Zama

“Zama”- Idem, Argentina, França, Estados Unidos, Holanda, Brasil, Portugal, México, 2017

Direção: Lucrécia Martel

Aquela praia de rio mostra um homem em primeiro plano, com chapéu, bota e espada. Ele olha a outra margem. Um grupo de índios está mais ao fundo. As águas são plácidas e toda a cena é como um quadro banhado em luz amarela.

Subindo a falésia, o homem ouve risos de mulher e se esgueira pelo capim alto para espiar. Elas estão tomando banho na lama do rio. Estão nuas e uma delas denuncia:

“-Curioso! ”

O homem corre mas a mulher, que parece uma índia, o alcança. Nesse momento ele a esbofeteia. Ela se paralisa.

“Zama” não é um filme fácil. A trama quase inexistente centra-se na espera por sua transferência, único objetivo de Zama, aquele homem que acabamos de ver. Em “off” ouvimos a leitura de uma carta de sua esposa, Marta, que o aguarda e pede notícias. E que venha logo.

Estamos no século XVIII, numa pequena aldeia onde moram espanhóis como Dom Diego Zama (Daniel Gimenez Cacho), que é funcionário da Coroa Espanhola.

Mas tudo ali são farrapos. As perucas europeias cobrem cabeças que coçam, as roupas são grosseiras, os índios e escravos negros andam praticamente nus, quase não falam e fazem os trabalhos necessários. Animais domésticos, cavalos e até uma lhama convivem com os homens nesses espaços acanhados.

As casas são toscas, os cômodos pequenos tem mobília desconjuntada. Parece que tudo se consome.

Um homem preso, de quem não vemos o rosto, é motivo de conversa entre os espanhóis:

“- Temos que fazer ele confessar. ”

“- Ele não abre a boca. ”

Alguém decide:

“- Soltem. Pode ir embora. Não haverá castigo. ”

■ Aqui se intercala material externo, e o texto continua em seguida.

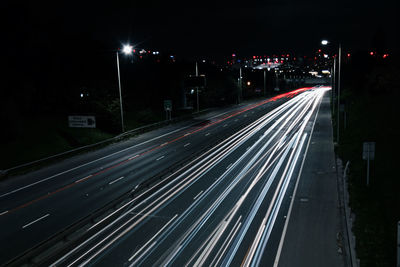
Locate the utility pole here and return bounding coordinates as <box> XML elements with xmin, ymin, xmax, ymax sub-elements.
<box><xmin>116</xmin><ymin>51</ymin><xmax>125</xmax><ymax>133</ymax></box>
<box><xmin>332</xmin><ymin>56</ymin><xmax>336</xmax><ymax>115</ymax></box>
<box><xmin>263</xmin><ymin>69</ymin><xmax>266</xmax><ymax>96</ymax></box>
<box><xmin>337</xmin><ymin>44</ymin><xmax>342</xmax><ymax>143</ymax></box>
<box><xmin>196</xmin><ymin>62</ymin><xmax>199</xmax><ymax>113</ymax></box>
<box><xmin>238</xmin><ymin>67</ymin><xmax>243</xmax><ymax>104</ymax></box>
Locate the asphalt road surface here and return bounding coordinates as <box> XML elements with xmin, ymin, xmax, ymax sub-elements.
<box><xmin>0</xmin><ymin>86</ymin><xmax>334</xmax><ymax>266</ymax></box>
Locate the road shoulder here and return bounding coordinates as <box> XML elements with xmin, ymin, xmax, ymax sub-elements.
<box><xmin>277</xmin><ymin>92</ymin><xmax>347</xmax><ymax>267</ymax></box>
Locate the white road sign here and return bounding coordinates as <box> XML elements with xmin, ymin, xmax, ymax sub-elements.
<box><xmin>363</xmin><ymin>142</ymin><xmax>375</xmax><ymax>160</ymax></box>
<box><xmin>68</xmin><ymin>116</ymin><xmax>96</xmax><ymax>128</ymax></box>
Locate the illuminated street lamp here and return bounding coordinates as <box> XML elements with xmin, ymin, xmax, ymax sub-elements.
<box><xmin>321</xmin><ymin>39</ymin><xmax>329</xmax><ymax>45</ymax></box>
<box><xmin>122</xmin><ymin>44</ymin><xmax>133</xmax><ymax>55</ymax></box>
<box><xmin>116</xmin><ymin>44</ymin><xmax>133</xmax><ymax>133</ymax></box>
<box><xmin>322</xmin><ymin>39</ymin><xmax>341</xmax><ymax>143</ymax></box>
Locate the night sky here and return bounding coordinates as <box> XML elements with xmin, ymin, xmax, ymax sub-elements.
<box><xmin>5</xmin><ymin>0</ymin><xmax>399</xmax><ymax>61</ymax></box>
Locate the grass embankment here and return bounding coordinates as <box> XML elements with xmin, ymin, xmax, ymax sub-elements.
<box><xmin>0</xmin><ymin>107</ymin><xmax>194</xmax><ymax>171</ymax></box>
<box><xmin>0</xmin><ymin>117</ymin><xmax>113</xmax><ymax>170</ymax></box>
<box><xmin>335</xmin><ymin>89</ymin><xmax>400</xmax><ymax>267</ymax></box>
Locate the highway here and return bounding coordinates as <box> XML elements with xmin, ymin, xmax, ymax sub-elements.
<box><xmin>0</xmin><ymin>86</ymin><xmax>330</xmax><ymax>266</ymax></box>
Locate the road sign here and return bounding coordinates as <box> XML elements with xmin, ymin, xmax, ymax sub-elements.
<box><xmin>363</xmin><ymin>141</ymin><xmax>375</xmax><ymax>186</ymax></box>
<box><xmin>164</xmin><ymin>100</ymin><xmax>172</xmax><ymax>111</ymax></box>
<box><xmin>68</xmin><ymin>116</ymin><xmax>96</xmax><ymax>128</ymax></box>
<box><xmin>363</xmin><ymin>142</ymin><xmax>375</xmax><ymax>160</ymax></box>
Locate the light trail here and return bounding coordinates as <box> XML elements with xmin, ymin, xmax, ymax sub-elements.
<box><xmin>50</xmin><ymin>87</ymin><xmax>330</xmax><ymax>266</ymax></box>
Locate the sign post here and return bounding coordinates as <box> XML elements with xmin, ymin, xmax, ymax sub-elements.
<box><xmin>362</xmin><ymin>142</ymin><xmax>375</xmax><ymax>186</ymax></box>
<box><xmin>68</xmin><ymin>116</ymin><xmax>96</xmax><ymax>128</ymax></box>
<box><xmin>397</xmin><ymin>221</ymin><xmax>400</xmax><ymax>267</ymax></box>
<box><xmin>164</xmin><ymin>100</ymin><xmax>172</xmax><ymax>121</ymax></box>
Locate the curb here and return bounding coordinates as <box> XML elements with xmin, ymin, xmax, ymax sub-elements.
<box><xmin>338</xmin><ymin>158</ymin><xmax>359</xmax><ymax>267</ymax></box>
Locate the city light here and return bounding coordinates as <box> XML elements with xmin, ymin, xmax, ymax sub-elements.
<box><xmin>122</xmin><ymin>44</ymin><xmax>133</xmax><ymax>55</ymax></box>
<box><xmin>321</xmin><ymin>40</ymin><xmax>328</xmax><ymax>45</ymax></box>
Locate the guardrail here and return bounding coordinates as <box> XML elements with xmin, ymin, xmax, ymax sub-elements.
<box><xmin>342</xmin><ymin>160</ymin><xmax>360</xmax><ymax>267</ymax></box>
<box><xmin>4</xmin><ymin>110</ymin><xmax>250</xmax><ymax>266</ymax></box>
<box><xmin>0</xmin><ymin>108</ymin><xmax>215</xmax><ymax>178</ymax></box>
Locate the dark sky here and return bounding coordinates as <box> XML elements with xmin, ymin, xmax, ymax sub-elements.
<box><xmin>5</xmin><ymin>0</ymin><xmax>400</xmax><ymax>61</ymax></box>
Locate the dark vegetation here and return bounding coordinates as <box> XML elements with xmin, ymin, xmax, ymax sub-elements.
<box><xmin>335</xmin><ymin>51</ymin><xmax>400</xmax><ymax>267</ymax></box>
<box><xmin>2</xmin><ymin>37</ymin><xmax>279</xmax><ymax>170</ymax></box>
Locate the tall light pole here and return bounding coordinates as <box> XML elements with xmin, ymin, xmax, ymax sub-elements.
<box><xmin>337</xmin><ymin>43</ymin><xmax>342</xmax><ymax>143</ymax></box>
<box><xmin>238</xmin><ymin>67</ymin><xmax>243</xmax><ymax>104</ymax></box>
<box><xmin>263</xmin><ymin>69</ymin><xmax>266</xmax><ymax>96</ymax></box>
<box><xmin>116</xmin><ymin>44</ymin><xmax>133</xmax><ymax>133</ymax></box>
<box><xmin>321</xmin><ymin>39</ymin><xmax>341</xmax><ymax>143</ymax></box>
<box><xmin>332</xmin><ymin>56</ymin><xmax>336</xmax><ymax>115</ymax></box>
<box><xmin>195</xmin><ymin>62</ymin><xmax>199</xmax><ymax>113</ymax></box>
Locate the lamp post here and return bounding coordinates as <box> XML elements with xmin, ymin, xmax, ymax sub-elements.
<box><xmin>321</xmin><ymin>39</ymin><xmax>341</xmax><ymax>143</ymax></box>
<box><xmin>263</xmin><ymin>69</ymin><xmax>266</xmax><ymax>96</ymax></box>
<box><xmin>116</xmin><ymin>44</ymin><xmax>133</xmax><ymax>133</ymax></box>
<box><xmin>238</xmin><ymin>67</ymin><xmax>243</xmax><ymax>104</ymax></box>
<box><xmin>195</xmin><ymin>62</ymin><xmax>199</xmax><ymax>113</ymax></box>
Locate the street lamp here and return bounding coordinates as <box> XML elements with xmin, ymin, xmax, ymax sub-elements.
<box><xmin>116</xmin><ymin>44</ymin><xmax>133</xmax><ymax>133</ymax></box>
<box><xmin>195</xmin><ymin>62</ymin><xmax>199</xmax><ymax>113</ymax></box>
<box><xmin>321</xmin><ymin>39</ymin><xmax>341</xmax><ymax>144</ymax></box>
<box><xmin>238</xmin><ymin>67</ymin><xmax>243</xmax><ymax>104</ymax></box>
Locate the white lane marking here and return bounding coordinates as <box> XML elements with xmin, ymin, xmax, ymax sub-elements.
<box><xmin>0</xmin><ymin>211</ymin><xmax>9</xmax><ymax>216</ymax></box>
<box><xmin>156</xmin><ymin>156</ymin><xmax>165</xmax><ymax>161</ymax></box>
<box><xmin>226</xmin><ymin>163</ymin><xmax>233</xmax><ymax>170</ymax></box>
<box><xmin>74</xmin><ymin>174</ymin><xmax>93</xmax><ymax>184</ymax></box>
<box><xmin>184</xmin><ymin>143</ymin><xmax>191</xmax><ymax>147</ymax></box>
<box><xmin>193</xmin><ymin>190</ymin><xmax>203</xmax><ymax>200</ymax></box>
<box><xmin>212</xmin><ymin>220</ymin><xmax>242</xmax><ymax>266</ymax></box>
<box><xmin>223</xmin><ymin>124</ymin><xmax>228</xmax><ymax>127</ymax></box>
<box><xmin>109</xmin><ymin>176</ymin><xmax>124</xmax><ymax>185</ymax></box>
<box><xmin>184</xmin><ymin>133</ymin><xmax>190</xmax><ymax>136</ymax></box>
<box><xmin>22</xmin><ymin>214</ymin><xmax>50</xmax><ymax>229</ymax></box>
<box><xmin>0</xmin><ymin>123</ymin><xmax>196</xmax><ymax>198</ymax></box>
<box><xmin>129</xmin><ymin>155</ymin><xmax>140</xmax><ymax>160</ymax></box>
<box><xmin>273</xmin><ymin>89</ymin><xmax>325</xmax><ymax>267</ymax></box>
<box><xmin>205</xmin><ymin>133</ymin><xmax>211</xmax><ymax>136</ymax></box>
<box><xmin>128</xmin><ymin>214</ymin><xmax>179</xmax><ymax>262</ymax></box>
<box><xmin>54</xmin><ymin>90</ymin><xmax>317</xmax><ymax>267</ymax></box>
<box><xmin>234</xmin><ymin>119</ymin><xmax>239</xmax><ymax>122</ymax></box>
<box><xmin>244</xmin><ymin>114</ymin><xmax>247</xmax><ymax>117</ymax></box>
<box><xmin>160</xmin><ymin>142</ymin><xmax>168</xmax><ymax>147</ymax></box>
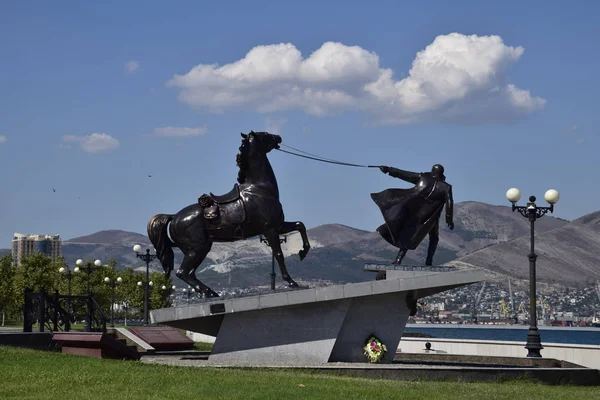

Assim que o soltam, o homem se joga de cabeça contra a parede, balbuciando, com o olhar turvo:

”- Há um peixe que passa a vida num vai e vem, lutando com a água que não o quer. Nunca são encontrados na parte central do rio. Só nas margens. Lutam com todas as suas forças para ficar na água. “

Esse estranho discurso sobre “marginalizados” parece ser a descrição dos que estão ali. Sufocados pelo calor, ameaçados pela peste, vestem-se num arremedo da corte e mostram autoridade sobre pobres serviçais. Perseguem um bandido que assusta a aldeia e prometem recompensas por sua captura.

Zama, obcecado por sua transferência, enlouquece aos poucos.

Em “Zama” reconhecemos muito da angústia de um “Esperando Godot”, de Beckett, “Coração nas Trevas” de Conrad, Kafka e os labirintos de “O Processo”. Lucrécia Martel, 51 anos, respeitada diretora argentina, em seu quarto longa, não escreveu o roteiro como sempre fez mas baseou seu filme num romance de 1956, de Antonio de Benedetto.

Parece que o filme fala de uma alienação crescente e de um mal que se enraíza na alma do homem quando não há nada mais a perder. Tudo isso num clima de um inferno vermelho, cruel, embalado por “guaranias” paraguaias , boleros e um terrível zumbido.

“Zama” faz pensar, mais do que num destino individual, no destino da humanidade mas só é recomendado para quem aceita a lentidão e o non-sense e não se assusta com convites para um mergulho em águas profundas.